最終更新日:2008/11/17

リエゾン内での戦い

 ETAP2 ツェツェルレグーオリアスタイ
 ETAP2は588kmを11時間で走るタイムアロードというシステム。(11時間より遅くてもペナルティ、あまりに早くてもペナルティになるシステム)
 単純に計算すればアベレージ53.5km/hで走ればよいことになります。
 これが僕の油断を生みました。そう、もちろんオフロードをジムニーで走るのです。
 ジムニーはその小ささゆえに、パジェロやランクルが平気で通過する穴や、段差を拾ってしまいます。状態の良いダートでは100〜120km/h出ますが、少し道が悪くなれば30〜50km/hにすぐ落ちてしまいます。
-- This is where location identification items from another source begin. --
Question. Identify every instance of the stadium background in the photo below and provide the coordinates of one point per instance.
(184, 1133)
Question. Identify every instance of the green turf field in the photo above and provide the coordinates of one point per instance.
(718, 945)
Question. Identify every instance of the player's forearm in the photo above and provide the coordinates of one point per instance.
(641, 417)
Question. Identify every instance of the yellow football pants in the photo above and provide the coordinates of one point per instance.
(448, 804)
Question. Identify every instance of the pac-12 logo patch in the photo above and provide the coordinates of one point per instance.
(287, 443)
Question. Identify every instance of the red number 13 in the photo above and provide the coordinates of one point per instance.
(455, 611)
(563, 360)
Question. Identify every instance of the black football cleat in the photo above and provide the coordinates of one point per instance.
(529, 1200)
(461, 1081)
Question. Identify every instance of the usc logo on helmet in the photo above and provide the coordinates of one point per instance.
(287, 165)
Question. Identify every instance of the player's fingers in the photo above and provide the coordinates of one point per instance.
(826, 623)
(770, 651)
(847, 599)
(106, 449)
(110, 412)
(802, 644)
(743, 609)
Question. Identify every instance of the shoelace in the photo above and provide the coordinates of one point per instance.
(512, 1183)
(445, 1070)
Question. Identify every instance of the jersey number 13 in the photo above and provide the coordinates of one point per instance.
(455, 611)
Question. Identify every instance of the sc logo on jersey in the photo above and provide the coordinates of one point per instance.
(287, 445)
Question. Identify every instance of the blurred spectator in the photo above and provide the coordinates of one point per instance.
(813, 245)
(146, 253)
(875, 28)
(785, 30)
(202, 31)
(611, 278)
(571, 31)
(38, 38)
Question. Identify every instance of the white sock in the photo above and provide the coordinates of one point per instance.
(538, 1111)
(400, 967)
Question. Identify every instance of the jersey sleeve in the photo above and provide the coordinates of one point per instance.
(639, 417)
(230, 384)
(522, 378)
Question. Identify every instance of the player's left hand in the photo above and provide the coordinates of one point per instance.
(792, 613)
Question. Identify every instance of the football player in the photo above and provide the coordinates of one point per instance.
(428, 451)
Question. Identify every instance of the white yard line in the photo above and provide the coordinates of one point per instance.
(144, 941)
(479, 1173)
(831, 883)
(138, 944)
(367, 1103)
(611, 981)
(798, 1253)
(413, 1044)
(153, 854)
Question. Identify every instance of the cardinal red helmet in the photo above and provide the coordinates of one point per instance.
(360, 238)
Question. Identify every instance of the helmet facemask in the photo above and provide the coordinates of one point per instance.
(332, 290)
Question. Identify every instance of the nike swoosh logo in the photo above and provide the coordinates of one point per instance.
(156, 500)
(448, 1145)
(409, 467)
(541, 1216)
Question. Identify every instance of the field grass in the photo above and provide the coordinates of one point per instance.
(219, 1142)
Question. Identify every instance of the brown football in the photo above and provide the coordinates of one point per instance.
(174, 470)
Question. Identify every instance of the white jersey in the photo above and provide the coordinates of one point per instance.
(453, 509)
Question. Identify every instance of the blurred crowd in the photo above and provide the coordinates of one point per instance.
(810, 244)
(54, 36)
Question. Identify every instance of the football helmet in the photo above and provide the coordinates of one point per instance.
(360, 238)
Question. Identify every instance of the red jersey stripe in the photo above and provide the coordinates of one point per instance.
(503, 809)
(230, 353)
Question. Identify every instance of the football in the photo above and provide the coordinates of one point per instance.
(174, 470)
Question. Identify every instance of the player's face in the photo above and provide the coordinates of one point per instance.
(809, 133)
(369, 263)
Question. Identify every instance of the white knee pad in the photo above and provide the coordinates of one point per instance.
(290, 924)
 この日の前半のコースはジムニーにとってアベレージ53.5km/hとは難しいものでした。そのため5時間を過ぎても、目標の距離に到達できず、焦りはつのるばかり。しかも、給油を2回行わなければなりません。コースのコマ図には“景色のきれいな場所や絶景ですよ”なんて書いてありますが、一瞬で通り過ぎる焦り様。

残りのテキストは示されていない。